The other coverages, however, were put in automatically by DaCHS. That's what the updater element does: for each axis, you can say where DaCHS should look, and it will then fill in the appropriate data from what it guesses gives the relevant coordiantes – that's straightforward for standard tables like the ones behind SSAP and SIAP services (or obscore tables, for that matter), perhaps a bit more involved otherwise. To say “just do it for all axis”, give the updater a single sourceTable attribute.
Finally, in this case I'm overriding mocOrder, the order down to which DaCHS tries to resolve spatial features. I'm doing this here because in determining the coverage of image services DaCHS right now only considers the centers of the images, and that's severely underestimating the coverage here, where the data products are the beautiful large Schmidt plates. Hence, I'm lowering the resolution from the default 6 (about one degree linearly) to still give some approximation to the actual data coverage.

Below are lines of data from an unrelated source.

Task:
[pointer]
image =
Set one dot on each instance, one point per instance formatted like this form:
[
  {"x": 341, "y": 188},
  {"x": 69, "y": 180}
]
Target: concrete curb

We'll fix the underlying deficit as soon as pgsphere, the postgres extension which is actually dealing with all the MOCs, has support for turning circles and polygons into MOCs.
When you have defined an updater, just run dachs limits q.rd, and DaCHS will carefully (preserving your indentation) re-write the RD to contain what DaCHS has worked out from your table (but careful: it will overwrite what was previously there; so, make sure you only ask DaCHS to only deal with axes you're not dealing with manually).
If you feel like writing code discovering holes in the intervals, ideally already in the database: that would be great, because the tighter the intervals defined, the fewer false positives people will have in data discovery.
The take-away for DaCHS operators is:
Add STC coverage to your resources as soon as you've updated to DaCHS 1.2
If you don't have to have the tightest coverage declaration conceivable, all you have to do to have that is add:
<coverage> <updater sourceTable="my_table"/> </coverage>
to your RD (where my_table is the id of your service's “main” table) and then run dachs limits q.rd
For special effects and further information, see Coverage Metadata in the DaCHS reference documentation
If you have a nice postgres function that splits a simple coverage interval up so the filling factor of a set of new intervals increases (or know a nice, database-compatible algorithm to do so) – please let me know.